You’re just either gonna have to tap the “Armoire Mondays” category tab at left here to git yer fix, or wait until next week, when I’ll saddle on up again and write about some hair goo that is seriously giving me a new lease on life. I mean, this stuff is gooooooood. It deserves me firing on all beauty cylinders when I tell you about it.

In the meantime, let’s buckle up for a little lap through Superficiality Central, shall we? A stroll down Pop Culture Lane?

Why? Because I’m deeply charmed by Rob Lowe’s adorbs new show, The Grinder, that’s why.

It’s on Fox, so I don’t want to hear any bs excuses about not being able to watch it, “because it’s on [FILL-IN PREMIUM CABLE CHANNEL HERE…], and I don’t get [FILL-IN PREMIUM CHANNEL HERE].”

You know what?

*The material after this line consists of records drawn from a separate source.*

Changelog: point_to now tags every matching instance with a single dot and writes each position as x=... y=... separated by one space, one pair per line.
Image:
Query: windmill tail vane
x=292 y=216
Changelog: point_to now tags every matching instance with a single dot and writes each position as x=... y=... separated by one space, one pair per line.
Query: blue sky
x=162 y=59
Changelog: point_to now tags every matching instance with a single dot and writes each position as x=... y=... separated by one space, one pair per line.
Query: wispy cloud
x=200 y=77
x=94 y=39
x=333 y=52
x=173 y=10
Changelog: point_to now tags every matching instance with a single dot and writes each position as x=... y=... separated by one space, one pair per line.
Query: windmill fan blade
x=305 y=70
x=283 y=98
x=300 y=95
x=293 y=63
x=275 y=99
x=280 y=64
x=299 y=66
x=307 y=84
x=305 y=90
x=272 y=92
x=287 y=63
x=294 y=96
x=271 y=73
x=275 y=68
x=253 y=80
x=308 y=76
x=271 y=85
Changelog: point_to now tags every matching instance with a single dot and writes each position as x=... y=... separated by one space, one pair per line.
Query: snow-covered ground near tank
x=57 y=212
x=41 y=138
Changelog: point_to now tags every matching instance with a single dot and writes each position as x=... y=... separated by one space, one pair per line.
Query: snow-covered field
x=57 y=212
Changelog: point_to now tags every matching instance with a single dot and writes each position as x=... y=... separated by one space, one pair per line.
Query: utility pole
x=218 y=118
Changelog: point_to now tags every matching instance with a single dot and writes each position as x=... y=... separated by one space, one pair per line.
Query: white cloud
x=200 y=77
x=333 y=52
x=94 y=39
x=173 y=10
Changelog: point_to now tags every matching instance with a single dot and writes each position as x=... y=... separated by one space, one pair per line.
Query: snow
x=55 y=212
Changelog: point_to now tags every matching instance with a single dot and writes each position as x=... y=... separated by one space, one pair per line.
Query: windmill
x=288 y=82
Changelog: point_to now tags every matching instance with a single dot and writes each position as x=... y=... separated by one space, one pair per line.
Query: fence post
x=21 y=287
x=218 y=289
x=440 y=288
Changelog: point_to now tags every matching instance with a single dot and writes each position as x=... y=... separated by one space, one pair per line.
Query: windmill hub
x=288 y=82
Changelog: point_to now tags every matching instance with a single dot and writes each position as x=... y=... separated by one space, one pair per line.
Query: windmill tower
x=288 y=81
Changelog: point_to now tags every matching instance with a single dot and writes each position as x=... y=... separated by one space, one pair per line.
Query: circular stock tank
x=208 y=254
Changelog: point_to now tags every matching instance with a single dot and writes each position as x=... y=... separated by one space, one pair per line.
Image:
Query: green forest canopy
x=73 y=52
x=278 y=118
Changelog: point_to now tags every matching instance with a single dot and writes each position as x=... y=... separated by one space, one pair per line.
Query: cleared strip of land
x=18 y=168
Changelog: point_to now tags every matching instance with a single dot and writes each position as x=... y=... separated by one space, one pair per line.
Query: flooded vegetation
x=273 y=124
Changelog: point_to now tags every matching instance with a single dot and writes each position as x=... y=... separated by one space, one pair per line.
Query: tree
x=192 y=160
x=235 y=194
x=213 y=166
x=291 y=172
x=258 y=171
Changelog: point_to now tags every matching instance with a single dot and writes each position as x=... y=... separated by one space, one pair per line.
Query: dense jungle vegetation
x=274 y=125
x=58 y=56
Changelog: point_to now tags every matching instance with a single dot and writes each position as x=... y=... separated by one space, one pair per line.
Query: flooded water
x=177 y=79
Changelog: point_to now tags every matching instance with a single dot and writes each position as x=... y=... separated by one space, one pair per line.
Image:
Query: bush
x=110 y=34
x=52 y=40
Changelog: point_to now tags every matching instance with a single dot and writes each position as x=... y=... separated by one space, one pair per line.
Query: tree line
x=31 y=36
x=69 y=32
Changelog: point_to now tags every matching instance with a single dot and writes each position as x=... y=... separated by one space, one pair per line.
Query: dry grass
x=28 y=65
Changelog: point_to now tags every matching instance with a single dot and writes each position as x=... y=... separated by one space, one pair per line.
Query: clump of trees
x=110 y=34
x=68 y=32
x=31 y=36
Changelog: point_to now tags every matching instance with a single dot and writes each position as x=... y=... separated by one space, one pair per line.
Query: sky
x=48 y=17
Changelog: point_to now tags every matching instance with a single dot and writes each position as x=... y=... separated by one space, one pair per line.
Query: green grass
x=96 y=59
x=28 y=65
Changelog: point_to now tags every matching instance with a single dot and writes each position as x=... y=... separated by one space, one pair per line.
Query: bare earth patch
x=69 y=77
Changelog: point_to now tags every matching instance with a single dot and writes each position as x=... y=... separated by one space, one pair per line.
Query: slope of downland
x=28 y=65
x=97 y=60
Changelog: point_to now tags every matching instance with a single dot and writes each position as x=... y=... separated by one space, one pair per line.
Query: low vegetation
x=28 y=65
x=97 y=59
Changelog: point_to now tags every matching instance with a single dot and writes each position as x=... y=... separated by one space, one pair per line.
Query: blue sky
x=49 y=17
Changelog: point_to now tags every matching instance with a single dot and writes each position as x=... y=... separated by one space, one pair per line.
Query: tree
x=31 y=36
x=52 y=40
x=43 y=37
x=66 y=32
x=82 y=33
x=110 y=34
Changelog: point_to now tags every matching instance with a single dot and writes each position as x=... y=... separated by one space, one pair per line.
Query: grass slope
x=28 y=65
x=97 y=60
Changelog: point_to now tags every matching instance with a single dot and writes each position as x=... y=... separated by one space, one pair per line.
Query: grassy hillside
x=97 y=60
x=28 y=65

If you live in America, and you have a TV – bingo, you have FOX, foxy.

Okay, so why do I love The Grinder? Let me sum it up for you, foxy.

The cast – led my Mr. Chiseled Chin and Fred “Wonder Years” Savage – is great. But I think the conceit of the show really works too.

If you haven’t seen it, Rob plays an actor who spent several years playing a larger-than-life lawyer named Mitchard Grinder. Everything Grinder touches turns to gold, and when he isn’t winning every case he barely glances sideways at, he’s fending off women right and left.

A superhero disguised as an attorney…

After the show gets axed, Grinder – whose “real” name in the show is Dean – decides to move back to his home town to reconnect with his dad and brother, both attorneys in the family practice. And then he has a – shazzam! – epiphany: Why not become an actual lawyer?

Or at least an almost-actual lawyer. There won’t be any of this going-to-law-school jazz. He’ll just pull endless arrows from his Grinder quiver, and, bam, victory.

Not that everything is rosy in Dean’s life. No wife, no kids – he wants meaning. He wants a cozy, comfy, well-rounded life like his dweeby little brother Stew has.

And he desires – desperately desires – people to stop sucking up to him just because he’s famous. If only he could be loved for himself, not the Superhero Attorney he once played on TV.

I felt validated for my fondness of this crazy-cute show when Rob Lowe was nominated for a Golden Globe last week.

This is his sixth Globe nod, and my fingers are crossed for the handsome devil. Now 51, he just keeps re-inventing himself, giving hope to us all.